Which is, to my mind, the single greatest reason why we are slogging through the slime of a single-digit race.”

Talking to undecideds

Since mid-September I have been door-knocking and phone-banking for Hillary Clinton. And since the spring I’ve been talking to lots of random people about the danger of a Trump presidency. And last week, energized by Hillary’s takedown of Trump in their first debate, I stepped up my efforts to speak to undecided and Trump leaning voters. While I make no claim to be an expert, I did think it might be of some value to share some of my experience, as the campaign moves into the home stretch and undecided voters make up their minds as to which candidate they will vote for.

* First, I do no filtering as to who I will talk to, although I lean toward engaging white people – and especially white men – on the theory that they are more likely to be undecided or Trump leaning. If they turn out to be Hillary supporters – and plenty are – I’m, of course, happy to hear that and urge them to talk up her candidacy among their family, friends, and coworkers.
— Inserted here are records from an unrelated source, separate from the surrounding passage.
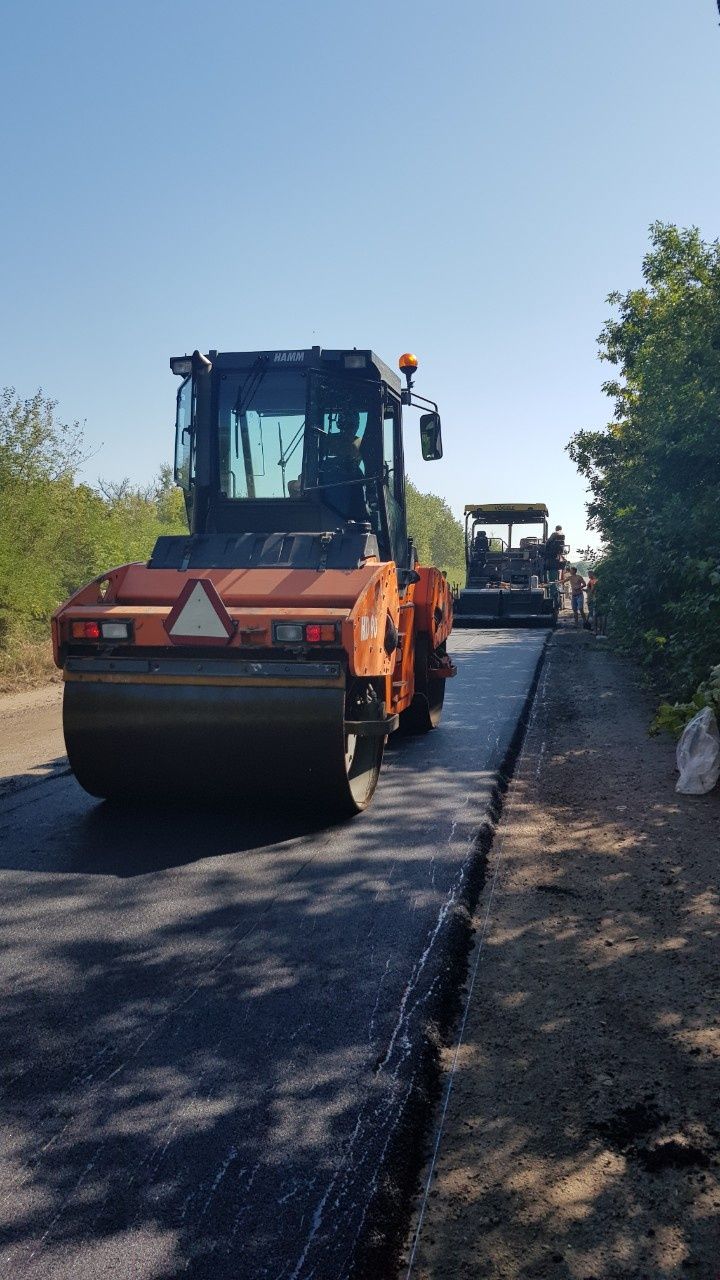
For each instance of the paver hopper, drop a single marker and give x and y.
(272, 649)
(506, 576)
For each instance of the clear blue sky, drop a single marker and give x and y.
(464, 179)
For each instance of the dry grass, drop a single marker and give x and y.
(27, 664)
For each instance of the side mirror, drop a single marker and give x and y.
(431, 437)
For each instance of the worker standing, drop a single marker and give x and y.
(577, 597)
(554, 549)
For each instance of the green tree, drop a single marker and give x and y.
(55, 534)
(654, 472)
(436, 533)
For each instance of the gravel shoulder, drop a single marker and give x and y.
(582, 1134)
(31, 737)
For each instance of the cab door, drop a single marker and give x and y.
(393, 478)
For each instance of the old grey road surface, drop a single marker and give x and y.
(210, 1022)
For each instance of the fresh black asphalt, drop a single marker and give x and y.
(212, 1023)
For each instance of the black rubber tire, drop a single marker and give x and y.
(425, 709)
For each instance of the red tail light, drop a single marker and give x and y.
(86, 631)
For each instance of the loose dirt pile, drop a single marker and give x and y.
(583, 1132)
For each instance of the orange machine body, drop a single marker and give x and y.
(376, 625)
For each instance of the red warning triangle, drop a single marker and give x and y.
(199, 616)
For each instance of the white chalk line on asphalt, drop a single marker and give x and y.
(537, 703)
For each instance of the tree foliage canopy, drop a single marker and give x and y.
(654, 472)
(55, 534)
(436, 533)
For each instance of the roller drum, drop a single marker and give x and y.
(279, 745)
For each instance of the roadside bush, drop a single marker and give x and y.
(654, 472)
(437, 534)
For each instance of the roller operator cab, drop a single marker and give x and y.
(269, 652)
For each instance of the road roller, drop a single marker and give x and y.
(506, 572)
(267, 654)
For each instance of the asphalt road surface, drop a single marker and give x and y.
(212, 1022)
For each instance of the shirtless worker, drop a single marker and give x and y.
(577, 598)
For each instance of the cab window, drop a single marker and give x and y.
(185, 451)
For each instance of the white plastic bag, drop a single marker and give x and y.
(698, 754)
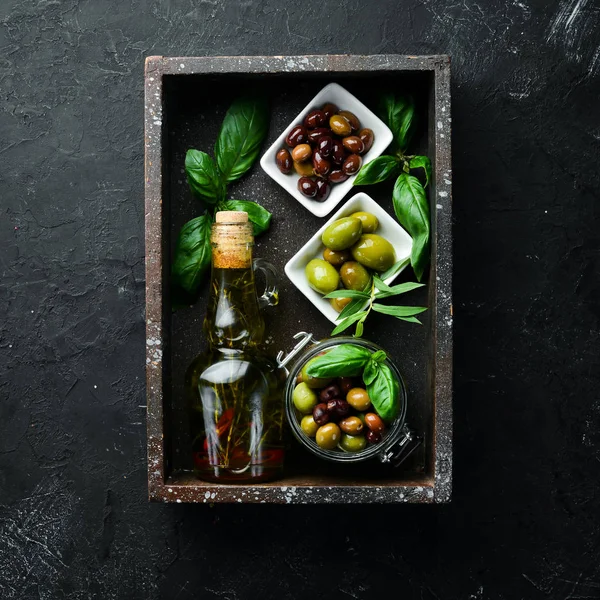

Most people won’t become volunteers. Too much stuff going on in their lives.

If, on the other hand, I encounter a hard-core Trump supporter, sunk deep in a swamp of racist, sexist, Islamophobic, nativist, and homophobic claptrap, I usually move on pretty quickly. Last week while I was canvassing, I spoke to a woman on her doorstep who was quick to let me know that she was “an extreme right-wing conservative.” Hearing that, I said goodbye and went to the next home. Dislodging her in few minutes from that mindset would take a miracle worker and I don’t fall into that category. But most people aren’t as hard wired as that. Their thinking is complicated, contradictory, and fluid. If racism, sexism, and other anti-democratic ideologies inhabit their head and shape their voting preferences, they coexist in an uneasy tension with democratic ideologies, desires, and experiences that influence their candidate selection as well. And many – and nearly everyone I have talked to, including more than a few Trump supporters – have some trepidation over electing someone to the most powerful position in the world who is so reckless, so erratic, and so mean spirited and demeaning toward people of color, women, immigrants, LBGTQ, disabled, and others who fall out of his favor.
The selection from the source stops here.